Sunday, December 19, 2010

When Is Prostitution Not Prostitution?

This interview from the BBC with a woman who works as an "escort" - selling sex - makes for very uncomfortable viewing. But it also serves to highlight one of the big problems with finding solutions to the abuses and horrors of the industry.

First of all the woman being interviewed insists that she is not a prostitute (or prostituted woman as many survivors prefer to be known) but an escort. When asked what the difference is she explains that (1) she worked indoors on the streets and that (2) she didn't wear high boots. Later she describes being physically forced to have unprotected sex against her will. The interviewer (less than tactfully) suggests "that's rape" and she responds saying she didn't see it that way because she was paid.

Now evidently what is happening is that she is in deep deep denial of what she goes through. But this is totally unsurprising - people in unbearable situations develop multiple personalities issues to allow them to "be someone else" during the awful bits. We know that many rape victims convince themselves that what they have experienced isn't rape as a coping mechanism. Should we be surprised that victims of repeated systematic rape and other abuses use euphemistic language to help them survive their experiences?

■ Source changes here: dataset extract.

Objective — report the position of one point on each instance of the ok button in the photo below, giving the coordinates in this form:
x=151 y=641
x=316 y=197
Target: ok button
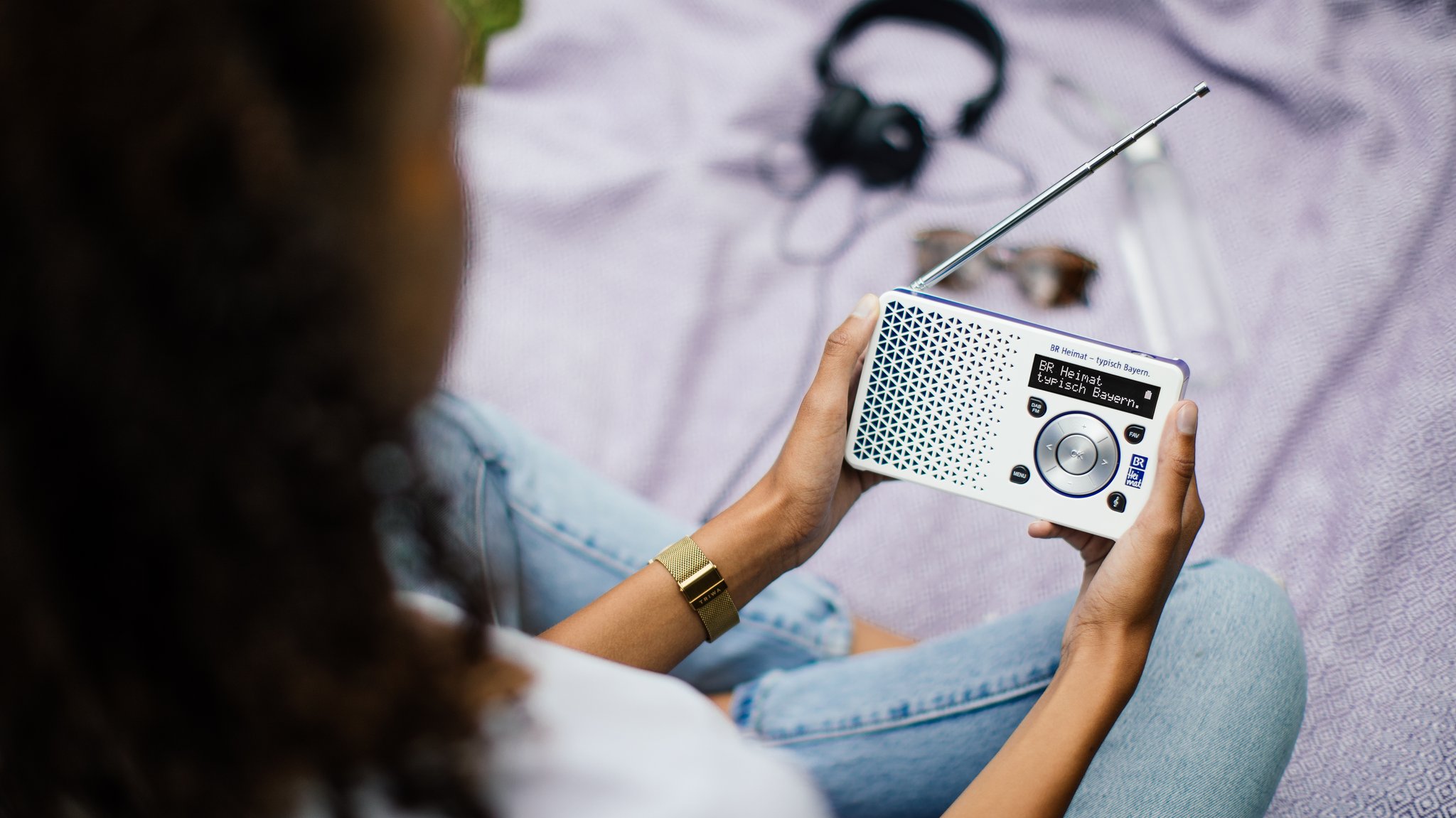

And bear in mind the stigma attached to words like "prostitute" and "rape victim". While men who pay for sex and rapists are often hailed as hyper-masculine. My boxing gym still has Mike Tyson's face on the wall and Wayne Rooney still plays top flight football and appears with his glamourous "WAG" wife in magazines like "Hello".

We have to distinguish however between being respectful to those who have had traumatic experiences and wish to chose their own language to describe them and those who are in fact defending the "right" of abusers to carry on abusing.

1 comment:

JENNIFER DREW said...

Agree we do have to be careful not to pathologise women who are or were involved in prostitution but at the same time it is essential we focus on why prostitution is now perceived as 'just work.'

Certainly many female survivors of male violence find it very difficult to face the reality that they were victimised and it is because the word 'victim' has been so stigmatised by our male supremacist system that many women do not want to recognise the fact they did not have the power to prevent a male(s) from raping/committing other forms of violence against them.

However neo-liberals do not want to focus on how power continues to be held by men as a group, instead they insist that women and men have equal rights and equal opportunities.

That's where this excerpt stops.